Quelque chose n'avait pas marché. De l'explication confuse du Dr Fillip, Victor n'avait retenu qu'une chose : si l'on émettait sans peine de Promise, en revanche la réception était brouillée. Les copies numérisées des ambassadeurs choisis avec tant de soin parvenaient certes sur la planète, mais elles aboutissaient toutes dans le corps d'une larve. Après la métamorphose, les imagos donnaient des nouvelles pendant un temps variable qui n'avait jamais dépassé cinq mois terrestres, puis elles disparaissaient.
« Victor ? Secouez-vous, mon vieux, gronde le Dr Fillip. Nous attendons votre réponse.
- Pourquoi le brusquer, Peter, intervient Lure. Nous avons déjà tant attendu. Donnez-lui jusqu'à demain.
- C'est inutile, dit Victor avec un clin d'oeil au psi, histoire de lui montrer qu'il n'est pas dupe de sa manoeuvre. Quel choix me laissez-vous ? La roulotte russe ou la guillotine. Je vais tenter ma chance.
- Nous pensons que vous allez réussir, dit Earnings d'un ton froid.
- J'ai la faiblesse de le penser aussi, grimace Victor. J'ai toujours été d'un naturel optimiste.
- Que risque-t-il de toute façon, grince Fillip, excédé. Ce n'est pas là-bas qu'il perdra la vie. »
Il se tait aussitôt, conscient qu'il a gaffé. Il n'est pas agréable de penser que votre copie, le double exact de ce que vous êtes, pourrait éprouver la mort.
Victor profite du malaise des trois pour obtenir un avantage.
« Envoyez-moi avec Maya. C'est mon alter ego. A deux nous serons plus forts.
- Chaque fois que nous avons envoyé un couple, mixte ou non, il n'a pas tenu trois semaines. Nous supposons que la connivence entre deux humains, quand ils se reconnaissent, déplaît aux habitants du Nid. Vous ne partirez pas avec Maya, Victor. »
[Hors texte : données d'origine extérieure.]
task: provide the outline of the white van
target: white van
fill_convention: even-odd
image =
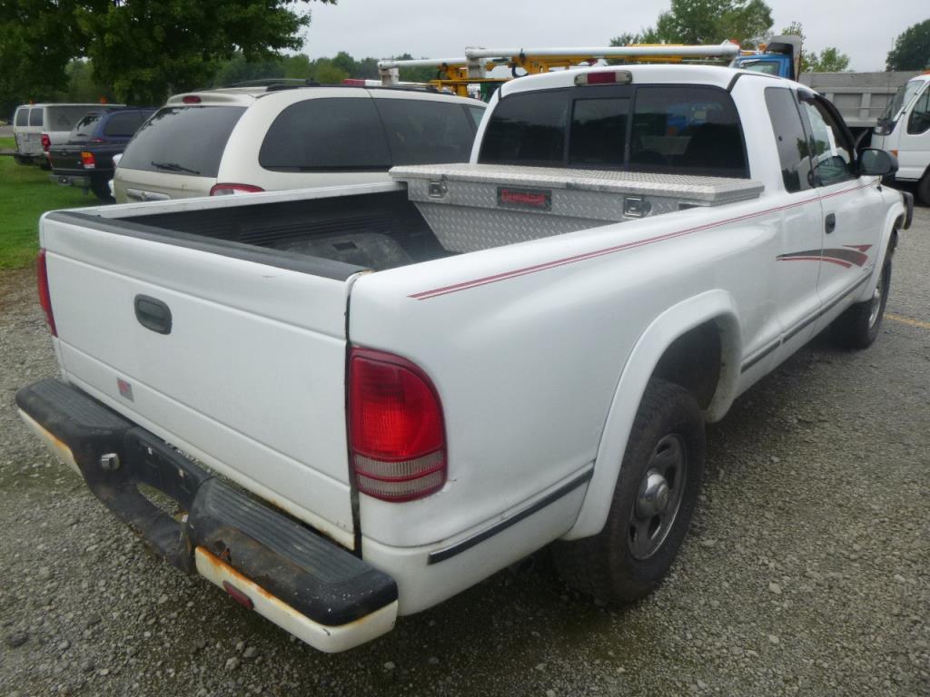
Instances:
[[[118,104],[107,106],[122,106]],[[68,141],[68,134],[84,114],[100,104],[22,104],[13,116],[16,161],[47,167],[46,152]]]
[[[126,203],[390,182],[394,164],[467,162],[484,112],[416,87],[191,92],[136,132],[113,191]]]
[[[872,147],[897,158],[895,180],[917,184],[917,198],[930,205],[930,72],[897,90],[875,126]]]

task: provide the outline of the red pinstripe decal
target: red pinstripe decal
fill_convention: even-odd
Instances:
[[[587,259],[593,259],[598,256],[604,256],[609,254],[616,254],[617,252],[624,252],[628,249],[642,247],[647,244],[653,244],[658,242],[665,242],[666,240],[672,240],[676,237],[683,237],[684,235],[690,235],[695,232],[703,232],[704,230],[711,230],[713,228],[719,228],[723,225],[729,225],[730,223],[740,222],[742,220],[751,220],[754,217],[766,216],[769,213],[777,213],[779,211],[788,210],[790,208],[797,208],[798,206],[801,205],[813,204],[815,201],[822,201],[823,199],[832,198],[833,196],[839,196],[844,193],[857,191],[860,189],[865,189],[867,187],[873,186],[874,183],[875,182],[872,181],[869,182],[868,184],[860,184],[851,189],[844,189],[842,191],[834,191],[833,193],[827,194],[826,196],[818,196],[815,198],[805,199],[804,201],[798,201],[793,204],[786,204],[785,205],[778,205],[774,208],[766,208],[764,211],[749,213],[745,216],[737,216],[735,217],[724,218],[724,220],[717,220],[716,222],[712,223],[698,225],[694,228],[686,228],[685,230],[678,230],[677,232],[667,232],[663,235],[648,237],[644,240],[639,240],[637,242],[630,242],[624,244],[618,244],[613,247],[606,247],[605,249],[598,249],[593,252],[586,252],[585,254],[579,254],[574,256],[566,256],[562,259],[547,261],[542,264],[536,264],[534,266],[528,266],[523,269],[514,269],[513,270],[511,271],[503,271],[501,273],[496,273],[493,276],[485,276],[483,278],[472,279],[472,281],[465,281],[460,283],[445,285],[439,288],[432,288],[432,290],[428,291],[420,291],[419,293],[414,293],[413,295],[407,296],[407,297],[413,298],[415,300],[429,300],[430,298],[438,297],[440,296],[446,296],[450,293],[458,293],[458,291],[468,290],[470,288],[477,288],[480,285],[487,285],[488,283],[496,283],[499,281],[506,281],[512,278],[519,278],[520,276],[526,276],[530,273],[537,273],[538,271],[544,271],[549,269],[556,269],[560,266],[565,266],[566,264],[574,264],[578,261],[586,261]]]
[[[830,256],[782,256],[778,261],[826,261],[828,264],[837,264],[845,269],[852,266],[848,261],[834,259]]]

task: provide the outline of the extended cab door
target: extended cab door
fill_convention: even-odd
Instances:
[[[809,92],[799,92],[798,99],[823,216],[820,254],[805,262],[818,267],[821,309],[817,332],[870,276],[881,254],[886,208],[877,190],[878,178],[857,175],[852,138],[836,109]]]
[[[777,256],[772,259],[782,338],[776,360],[780,362],[813,335],[812,318],[820,309],[818,269],[805,259],[819,255],[822,215],[810,156],[799,147],[804,146],[805,135],[793,92],[787,86],[766,87],[765,107],[785,191],[777,201],[781,230]]]

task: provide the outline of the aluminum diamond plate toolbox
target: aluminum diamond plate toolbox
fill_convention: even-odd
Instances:
[[[393,167],[440,243],[454,252],[646,216],[754,199],[751,179],[504,164]]]

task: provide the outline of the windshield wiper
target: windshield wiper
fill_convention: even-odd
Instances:
[[[199,175],[195,169],[188,169],[187,167],[182,167],[178,163],[174,162],[155,162],[152,161],[152,166],[158,167],[159,169],[166,169],[168,172],[187,172],[188,174]]]

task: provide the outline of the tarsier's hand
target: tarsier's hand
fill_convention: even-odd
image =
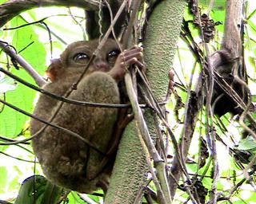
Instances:
[[[129,49],[125,49],[120,53],[114,68],[110,71],[110,75],[117,81],[122,80],[125,75],[126,68],[130,65],[137,65],[143,69],[145,66],[142,63],[143,57],[143,49],[134,45]]]

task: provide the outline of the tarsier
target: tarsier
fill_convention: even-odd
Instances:
[[[53,61],[46,72],[51,82],[43,88],[63,96],[83,73],[98,45],[98,39],[70,45],[60,59]],[[69,98],[119,104],[118,83],[122,80],[126,66],[136,64],[142,59],[142,49],[134,46],[119,53],[120,49],[116,41],[108,39]],[[58,102],[42,94],[34,114],[49,120]],[[113,163],[110,161],[105,167],[99,167],[99,163],[106,156],[102,152],[107,152],[111,145],[118,115],[117,108],[65,103],[52,123],[96,143],[96,147],[102,152],[62,130],[48,126],[32,140],[34,151],[46,176],[58,186],[82,193],[106,186]],[[31,135],[38,132],[44,125],[33,119]],[[98,171],[99,168],[102,168],[101,171]]]
[[[237,94],[242,99],[245,104],[247,103],[248,92],[245,87],[234,80],[234,76],[237,75],[241,80],[246,81],[246,74],[243,73],[243,69],[238,60],[231,57],[230,52],[226,49],[220,50],[218,53],[221,57],[222,63],[218,67],[214,67],[218,73],[231,86]],[[212,96],[212,104],[214,106],[214,112],[219,116],[226,112],[231,112],[234,115],[241,114],[242,110],[226,96],[219,85],[214,83],[214,93]]]

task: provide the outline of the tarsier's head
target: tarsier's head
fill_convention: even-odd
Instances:
[[[48,76],[54,81],[65,73],[81,74],[98,45],[98,39],[70,44],[62,53],[60,59],[52,61],[46,71]],[[117,42],[113,39],[108,39],[98,51],[86,73],[95,71],[109,72],[114,65],[119,53],[120,49]]]

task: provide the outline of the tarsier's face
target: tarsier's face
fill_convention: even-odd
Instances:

Lure a parlé d'une voix douce, comme s'il était désolé de la déception qu'il inflige à son patient, mais Victor n'a pas manqué l'étincelle rusée dans ses yeux. La mort est le bâton et Maya la carotte. S'il partait avec elle, Lure les croit assez fous pour choisir la vie d'insecte plutôt que revenir sur un monde à l'agonie.
« Et si nous permettions à ce garçon de rencontrer son amie, dit Earnings. De façon tout à fait intime, cela va de soi. Qu'en pensez-vous, messieurs ? »
Lure hoche la tête. Fillip serre les poings et fulmine. Chacun dans son rôle. De toute façon, aucun des deux ne se hasarderait à contredire le grand patron.
« Bien, enchaîne Earnings, toujours soucieux d'efficacité. Accordons-leur l'après-midi. Nous scannerons votre cerveau dès ce soir, Victor. Et demain, votre esprit s'envolera vers les étoiles. »

Un spasme de son abdomen rend à Victor la conscience de son corps et de ce qui l'entoure. Il s'aperçoit qu'il est bien sur Promise, pris au piège de son alvéole, l'occupant désormais dans sa totalité, et il comprend pourquoi il a fui dans ce passé encore tout proche, fui pour se soustraire au stress de l'enfermement.
Nouvelle contraction, très forte. Quelque chose se passe. C'est le sang, se souvient Victor, le sang refoulé à toutes les extrémités par mes muscles abdominaux. La nymphose est terminée.
Il s'arc-boute avec ses pattes -ses pattes ! Trois paires de pattes fonctionnelles à quoi il faut ajouter les deux paires d'ailes qui s'enflent sur son dos-, renverse la tête et laisse à ses maxilles toutes neuves le soin de découper l'opercule. Et le voilà qui se tortille et qui émerge dans la bourdonneuse rumeur du Nid, et se recroqueville devant ce qu'il découvre : il est suspendu à une falaise alvéolaire arpentée par des monstres innombrables. Il a beaucoup de mal, cette fois, à puiser dans les leçons de Maître Tengri pour retrouver son calme. Surtout quand l'un des monstres s'approche de lui, ses terribles pièces buccales en mouvement et, Dieux ! Victor ne peut même pas fermer les yeux.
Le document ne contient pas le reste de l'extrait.